3. 'training_mode': Either 'normal', 'test', or 'final'. Data is always split 50-25-25 into training, validation, and test sets. Models are always trained on the training set to begin with. This option indicates whether the model will train on the training data only ('normal' mode), the training data and the validation data ('test' mode), or all three datasets ('final' mode). Note that any extra training data (from validation/test sets) is only introduced at the very end, after the scaling of the X values, and after the grid search.

4. 'save_model': Whether the model will be saved after fitting to the data. 

The random forest model has a fifth option:

5. 'n_jobs': How many jobs to run in parallel for training. Only used during the grid search (otherwise this setting would persist when the model is saved). 

In [None]:
options = {'tree':   {'train_model': True,
                      'grid_search': True,
                      'training_mode': 'normal',
                      'save_model': False},
           'forest': {'train_model': True,
                      'grid_search': True,
                      'training_mode': 'test',
                      'save_model': True,
                      'n_jobs': 1},
           'gboost': {'train_model': True,
                      'grid_search': True,
                      'training_mode': 'test',
                      'save_model': True},
           'net':    {'train_model': False,
                      'training_mode': 'normal',
                      'save_model': False}
          }

tree_options = options['tree']
forest_options = options['forest']
gboost_options = options['gboost']
net_options = options['net']

# Imports

In [None]:
import pandas as pd
import numpy as np
import time
from sklearn.model_selection import train_test_split
from sklearn.tree import DecisionTreeRegressor
from sklearn.ensemble import RandomForestRegressor
from sklearn.ensemble import GradientBoostingRegressor
from sklearn.neural_network import MLPRegressor
from hypopt import GridSearch
from preprocessing import get_df, scale
from persistence import model_saver
from evaluation import score_model, plot_performance

# Preprocessing

## General

Much of the general preprocessing work (used for both memory and time models) is handled in preprocessing.py.
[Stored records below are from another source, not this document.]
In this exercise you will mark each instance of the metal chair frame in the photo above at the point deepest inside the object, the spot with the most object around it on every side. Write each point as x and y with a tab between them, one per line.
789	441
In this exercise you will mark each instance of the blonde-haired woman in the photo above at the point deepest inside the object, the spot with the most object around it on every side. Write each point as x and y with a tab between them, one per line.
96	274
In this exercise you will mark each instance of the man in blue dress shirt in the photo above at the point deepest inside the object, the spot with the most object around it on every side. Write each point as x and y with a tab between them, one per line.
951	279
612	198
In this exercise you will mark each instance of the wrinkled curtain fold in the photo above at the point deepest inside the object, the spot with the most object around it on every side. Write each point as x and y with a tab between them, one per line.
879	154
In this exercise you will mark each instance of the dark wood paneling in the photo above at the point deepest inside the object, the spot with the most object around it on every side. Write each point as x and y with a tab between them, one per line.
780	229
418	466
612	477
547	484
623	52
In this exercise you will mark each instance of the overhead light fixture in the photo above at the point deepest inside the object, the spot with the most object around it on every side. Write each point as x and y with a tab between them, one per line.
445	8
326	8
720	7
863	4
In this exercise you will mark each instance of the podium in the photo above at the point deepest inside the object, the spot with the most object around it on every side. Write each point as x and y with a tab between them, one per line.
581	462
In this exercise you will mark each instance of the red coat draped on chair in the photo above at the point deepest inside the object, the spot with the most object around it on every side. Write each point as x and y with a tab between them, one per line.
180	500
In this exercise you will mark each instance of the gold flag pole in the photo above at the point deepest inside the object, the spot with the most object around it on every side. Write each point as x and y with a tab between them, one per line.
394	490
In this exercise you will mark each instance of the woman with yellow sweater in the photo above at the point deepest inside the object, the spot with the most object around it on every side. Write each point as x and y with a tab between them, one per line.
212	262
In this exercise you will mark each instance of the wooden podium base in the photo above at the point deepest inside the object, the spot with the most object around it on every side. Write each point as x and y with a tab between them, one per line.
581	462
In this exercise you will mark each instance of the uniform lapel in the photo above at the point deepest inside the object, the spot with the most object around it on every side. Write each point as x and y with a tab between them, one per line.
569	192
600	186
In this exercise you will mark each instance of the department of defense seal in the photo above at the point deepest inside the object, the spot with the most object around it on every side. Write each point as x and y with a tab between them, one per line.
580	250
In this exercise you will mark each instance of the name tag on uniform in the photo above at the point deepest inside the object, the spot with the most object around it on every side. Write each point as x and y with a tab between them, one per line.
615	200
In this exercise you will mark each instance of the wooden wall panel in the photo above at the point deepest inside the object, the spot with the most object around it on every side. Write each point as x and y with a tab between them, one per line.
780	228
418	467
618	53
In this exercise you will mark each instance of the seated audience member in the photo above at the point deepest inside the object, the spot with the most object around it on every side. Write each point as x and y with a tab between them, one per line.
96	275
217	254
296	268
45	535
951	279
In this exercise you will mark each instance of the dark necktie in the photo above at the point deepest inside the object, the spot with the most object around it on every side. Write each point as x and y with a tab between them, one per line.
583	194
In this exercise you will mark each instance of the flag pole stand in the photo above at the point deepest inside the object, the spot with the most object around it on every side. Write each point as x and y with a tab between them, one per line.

This includes adding composite features and handling missing values.

In [None]:
df = get_df()

df.info()

## Feature selection

All columns in X_features will be used to make predictions. 

y represents the data we'll be predicting.

In [None]:
X_features = ['PP', 'SP', 'BR', 'rqst_timespan', 'rqst_area_rect', 'converted',
              'params_num', 'grid_def_num', 'level_num',
              'ds084.1', 'ds631.1', 'ds083.3', 'ds094.0', 'ds083.2']
y_features = ['wall_time']

X = df[X_features]
y = df[y_features]

## Train/validation/test split

We split the data into training, validation, and testing sets according to the proportions in the next cell.

In [None]:
train_amt = 0.5
val_amt = 0.25
test_amt = 0.25

It's not strictly necessary to create the 'y_train_full', 'y_val_full', etc. arrays here rather than simply 'y_train' and 'y_val', since they are not storing any extra information other than the information we want to predict. However, this keeps the arrays in the notebook named in the same way as the arrays in the other notebooks (time-classifiers.ipynb and mem-classifiers.ipynb), and that simplifies testing and predicting with the model later.

In [None]:
X_train, X_target, y_train_full, y_target_full = \
                train_test_split(X, y, 
                test_size=1-train_amt, 
                random_state = 3)
X_val, X_test,y_val_full, y_test_full = \
                train_test_split(X_target, y_target_full,
                                 test_size = test_amt/train_amt,
                                 random_state = 3)


In [None]:
y_train = np.ravel(y_train_full)
y_val = np.ravel(y_val_full)
y_test = np.ravel(y_test_full)

In [None]:
log_y_train = np.log10(y_train)
log_y_val = np.log10(y_val)
log_y_test = np.log10(y_test)

## Scaling

The scaling function is from preprocessing.py -- it scales the training, validation, and test input data according to the statistics of the training set only. (This is to prevent data leakage.)

In [None]:
X_train_norm, X_val_norm, X_test_norm = \
        scale(X_train, X_val, X_test)

The data sets at our disposal now are:

X_train, X_val, X_test: unscaled input data

X_train_norm, X_val_norm, X_test_norm: scaled input data

y_train, y_val, y_test: the output data we want to predict

y_train_full, y_val_full, y_test_full: unused (see above)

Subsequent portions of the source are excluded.